Which Mask Are You Wearing? Face Mask Type Detection with TensorFlow and Raspberry Pi

Yifan Wang
Towards Data Science
9 min readMay 29, 2020

--

Real-time face mask detection using a Raspberry Pi 4 shown in the right bottom corner. (Image by author)

How I built a real-time face mask type detector with TensorFlow and Raspberry Pi to tell whether a person is wearing a face mask and what type of mask they are wearing

The code and the Google Colab notebook that I used are available on GitHub.

Motivation

Mandatory face mask rules are becoming more common in public settings around the world [1]. There are growing scientific evidence supporting the effectiveness of face mask wearing on reducing the spread of the virus [2,3]. However, we have also seen some backlash on face masks, posing danger to people who are enforcing the rules. In some parts of the United States, they are often employees at the stores, as vulnerable as everyone else.
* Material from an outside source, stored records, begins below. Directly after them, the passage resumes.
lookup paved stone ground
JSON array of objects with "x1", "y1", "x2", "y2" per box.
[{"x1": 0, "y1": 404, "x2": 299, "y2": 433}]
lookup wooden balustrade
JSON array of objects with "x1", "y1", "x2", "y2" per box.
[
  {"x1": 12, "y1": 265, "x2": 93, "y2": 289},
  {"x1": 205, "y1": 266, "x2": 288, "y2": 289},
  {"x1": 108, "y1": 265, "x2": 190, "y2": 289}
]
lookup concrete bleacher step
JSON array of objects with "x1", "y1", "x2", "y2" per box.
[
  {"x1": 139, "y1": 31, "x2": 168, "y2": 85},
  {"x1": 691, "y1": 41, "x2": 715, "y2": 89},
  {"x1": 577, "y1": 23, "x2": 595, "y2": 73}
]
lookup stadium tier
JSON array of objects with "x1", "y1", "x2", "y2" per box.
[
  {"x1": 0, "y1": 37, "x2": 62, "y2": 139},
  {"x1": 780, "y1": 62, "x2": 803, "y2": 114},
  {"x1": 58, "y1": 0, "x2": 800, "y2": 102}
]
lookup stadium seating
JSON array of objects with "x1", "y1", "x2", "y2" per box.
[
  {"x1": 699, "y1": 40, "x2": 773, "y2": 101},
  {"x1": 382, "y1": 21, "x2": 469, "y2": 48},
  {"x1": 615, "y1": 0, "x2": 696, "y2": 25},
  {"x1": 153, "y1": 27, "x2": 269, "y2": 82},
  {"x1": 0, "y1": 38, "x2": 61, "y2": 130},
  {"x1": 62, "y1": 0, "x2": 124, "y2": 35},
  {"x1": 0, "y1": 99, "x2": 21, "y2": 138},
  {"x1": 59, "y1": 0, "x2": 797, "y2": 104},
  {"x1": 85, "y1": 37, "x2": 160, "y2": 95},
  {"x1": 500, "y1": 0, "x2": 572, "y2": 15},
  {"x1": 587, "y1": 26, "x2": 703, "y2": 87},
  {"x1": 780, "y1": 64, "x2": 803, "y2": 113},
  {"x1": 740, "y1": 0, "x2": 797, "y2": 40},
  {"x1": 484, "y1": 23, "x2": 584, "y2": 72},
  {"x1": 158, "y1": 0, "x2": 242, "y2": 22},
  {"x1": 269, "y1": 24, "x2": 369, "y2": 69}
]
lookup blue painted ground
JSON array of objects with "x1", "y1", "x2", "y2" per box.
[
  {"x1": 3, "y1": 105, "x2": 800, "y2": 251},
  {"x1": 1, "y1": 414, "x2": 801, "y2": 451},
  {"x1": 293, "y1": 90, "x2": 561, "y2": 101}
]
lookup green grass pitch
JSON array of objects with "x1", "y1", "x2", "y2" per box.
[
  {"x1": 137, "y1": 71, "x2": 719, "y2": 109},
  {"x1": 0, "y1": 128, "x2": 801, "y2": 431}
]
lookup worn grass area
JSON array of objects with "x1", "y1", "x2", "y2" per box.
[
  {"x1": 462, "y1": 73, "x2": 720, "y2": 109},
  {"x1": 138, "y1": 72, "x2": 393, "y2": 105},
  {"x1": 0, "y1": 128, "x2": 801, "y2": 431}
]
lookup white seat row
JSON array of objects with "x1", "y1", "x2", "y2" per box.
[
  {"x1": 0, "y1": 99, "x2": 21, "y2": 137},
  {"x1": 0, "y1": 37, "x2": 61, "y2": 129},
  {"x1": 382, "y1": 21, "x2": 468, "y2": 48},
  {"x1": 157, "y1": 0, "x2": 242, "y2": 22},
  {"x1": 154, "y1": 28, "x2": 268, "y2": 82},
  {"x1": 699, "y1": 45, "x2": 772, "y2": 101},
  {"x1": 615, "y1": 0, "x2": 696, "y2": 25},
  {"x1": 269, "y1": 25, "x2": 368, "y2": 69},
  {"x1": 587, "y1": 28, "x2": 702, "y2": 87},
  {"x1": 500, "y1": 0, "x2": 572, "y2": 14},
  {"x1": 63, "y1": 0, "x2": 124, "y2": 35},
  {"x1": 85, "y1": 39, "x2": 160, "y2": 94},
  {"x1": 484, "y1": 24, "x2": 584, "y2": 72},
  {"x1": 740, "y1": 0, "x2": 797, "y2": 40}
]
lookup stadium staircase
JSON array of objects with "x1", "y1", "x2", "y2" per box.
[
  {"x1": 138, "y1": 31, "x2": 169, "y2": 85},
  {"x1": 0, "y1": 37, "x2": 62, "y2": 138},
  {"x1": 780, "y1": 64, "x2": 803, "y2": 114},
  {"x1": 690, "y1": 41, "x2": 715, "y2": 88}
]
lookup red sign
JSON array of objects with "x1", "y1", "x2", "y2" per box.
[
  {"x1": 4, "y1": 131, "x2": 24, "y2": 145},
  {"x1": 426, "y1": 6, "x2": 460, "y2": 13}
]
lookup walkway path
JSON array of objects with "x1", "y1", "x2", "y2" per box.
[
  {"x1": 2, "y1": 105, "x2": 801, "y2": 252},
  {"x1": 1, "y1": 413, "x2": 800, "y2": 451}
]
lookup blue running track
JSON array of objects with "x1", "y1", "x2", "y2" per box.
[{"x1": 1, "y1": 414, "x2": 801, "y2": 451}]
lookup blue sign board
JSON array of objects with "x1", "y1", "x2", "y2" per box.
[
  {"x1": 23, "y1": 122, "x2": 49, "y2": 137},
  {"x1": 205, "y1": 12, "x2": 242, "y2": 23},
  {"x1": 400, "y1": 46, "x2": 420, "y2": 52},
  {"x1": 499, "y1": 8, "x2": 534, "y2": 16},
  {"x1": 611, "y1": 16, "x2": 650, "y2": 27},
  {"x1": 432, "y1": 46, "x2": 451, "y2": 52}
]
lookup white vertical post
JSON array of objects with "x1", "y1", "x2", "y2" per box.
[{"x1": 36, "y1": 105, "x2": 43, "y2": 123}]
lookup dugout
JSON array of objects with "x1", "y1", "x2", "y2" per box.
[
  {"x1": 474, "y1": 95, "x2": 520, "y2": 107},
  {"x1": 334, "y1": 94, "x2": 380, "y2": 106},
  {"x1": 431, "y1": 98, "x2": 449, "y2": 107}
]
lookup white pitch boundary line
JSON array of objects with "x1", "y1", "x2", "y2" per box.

So can we put AI to good use?

This motivates this work to develop a deep learning model which detects whether a person is wearing a face mask and what type of face mask the person is wearing. The type of face masks relates to the effectiveness of the mask [4]. Potentially, The model can be deployed at local supermarkets or school buildings to control the automatic door, which only opens to people wearing face masks.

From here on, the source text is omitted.